AKP’nin uyguladığı ekonomik politikalar aslında ABD’nin ve diğer zengin ülkelerin üçüncü dünya ülkelerine, bazen siyasi, bazen ekonomik baskılarla uygulattığı politikalardır. Bu politikaların özünü liberalleşme ve küreselleşme teşkil eder.

Bugünkü iktisadi ve siyasi sistem 12 Eylül’ün ve onun iki aktörü olan Kenan Evren ve Turgut Özal’ın eseridir. Bu iki isme Kemal Derviş’i de eklemek gerekir.  Onların bizi getirdiği noktada, siyasal olarak halk yönetimden uzaklaştı;  ekonomik olarak da eşitsizlik arttı.

Siyasal olarak halkın yönetimden uzaklaşmasının iki ana sebebi var: Siyasal partiler ve seçim kanunları. Partiler lider sultası altına girdi. Halkın parti yönetimini etkileme gücü azaldı. Liderleri de toplumdaki zengin kesimler belirler oldu. Medya zenginlerin kontrolüne girdi. Algı operasyonları ile halk yanlış yönlendirilmeye başlandı. Halk,  kendisini kendisi için yönetemez duruma düştü. Halk, zenginler tarafından, zenginler için yönetilmeye başlandı.

Ekonomik olarak liberal politikaların uygulanması, Dünya Bankası ve IMF’nin etkisi ile kemerlerin sıkılıp emekçilerin gelirlinin düşürülmesi, dünya finans çevrelerine kapıların açılması, gümrüklerin AB kontrolüne verilmesi ve özelleştirmeler toplumda eşitsizliğin artmasına, zenginlerin daha da zengin, fakirlerin de daha da fakir olmasına yol açtı. İşsizlik arttı. Servet, gelir ve fırsat eşitliği azaldı. Milli gelirin paylaşılmasında emeğin payı azaldı, sermayenin payı arttı.

İşsiz sayısı 7 milyona, asgari ücretle çalışanların sayısı da 5 milyona ulaştı. Bunlara asgari ücretle yaşamaya çalışan 10 milyon emekliliği de eklersek hayatını zorlukla sürdürenlerin sayısı 22 milyona ulaşıyor.  Bu ekonomik ve siyasal sistemin sonucu ise, 22 milyonu aşan işsiz ve açlar ordusu…
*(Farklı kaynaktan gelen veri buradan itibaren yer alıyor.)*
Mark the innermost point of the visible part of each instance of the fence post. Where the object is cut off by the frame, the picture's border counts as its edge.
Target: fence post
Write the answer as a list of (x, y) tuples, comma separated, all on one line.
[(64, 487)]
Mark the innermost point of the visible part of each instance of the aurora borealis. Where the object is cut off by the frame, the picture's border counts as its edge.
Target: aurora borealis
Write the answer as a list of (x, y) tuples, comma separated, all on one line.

Toplumdaki eşitsizlik sadece gelirde ve servette değil, fırsat eşitsizliği de var. Zenginin çocuğu iyi okullarda okuyabilir; vakıf üniversitelerine girer, mezun olunca da zaten işi hazırdır. Yoksulun çocuğu ise 40-50 kişilik sınıflarda, imkânları kısıtlı okullarda okur, üniversiteye girmek için çabalar, üniversiteyi zor şartlarda bitirir sonra da iş kapılarında bekler durur.

Fırsat eşitsizliği sosyal hareketliliği sınırlar; sınıf toplumu oluşur. Bu durum milli birliği de zedeler.
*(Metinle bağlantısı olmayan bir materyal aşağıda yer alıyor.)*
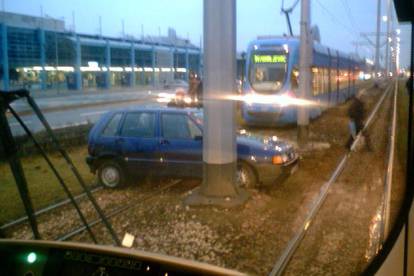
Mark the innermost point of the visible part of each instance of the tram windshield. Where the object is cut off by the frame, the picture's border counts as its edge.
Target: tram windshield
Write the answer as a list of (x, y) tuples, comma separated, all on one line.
[(267, 71)]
İşte bu ekonomik şartlar altında 1 Kasım seçimleri yapıldı. AKP, CHP ve MHP hemen hemen aynı ekonomik politikaları savunarak seçmenin karşına çıktı. Bu partilerin liberalleşmeye, küreselleşmeye, karşı bir söylemlerini duymadık. Kim kazanırsa kazansın, kaybedecek olan yoksul halk kitleleri ve emekçiler olacaktı; öyle de oldu.

Halk kendisini daha da fakir, zengini ise daha da zengin yapacak partiyi belirlemiş oldu; o kadar. Muhafazakârım diyen de, solcuyum diyen de milliyetçiyim diyen de anlaşıldı ki, yoksul halktan çok zengini ve gelişmiş ülkelerin ekonomisini düşünüyor. Hiçi biri toplumdaki eşitsizliği azaltacağım demiyor.

Ekonomik sorunların temelinde malî bağımsızlığın yok olması yatıyor. Türkiye Cumhuriyetin ilk yıllarındaki gibi tam bağımsızlığa kavuşmadıkça ne ekonomik ne de siyasi sorunlarına cevap bulabilir. Tam bağımsızlığı sağlayacak ve sürdürecek olan tek parti vardır; o da Vatan Partisidir. Çare Vatan Partisindedir.


Ne yazık ki, bu seçimde de halk sadece kimlerin kendisini yoksul bırakacağını seçti, o kadar!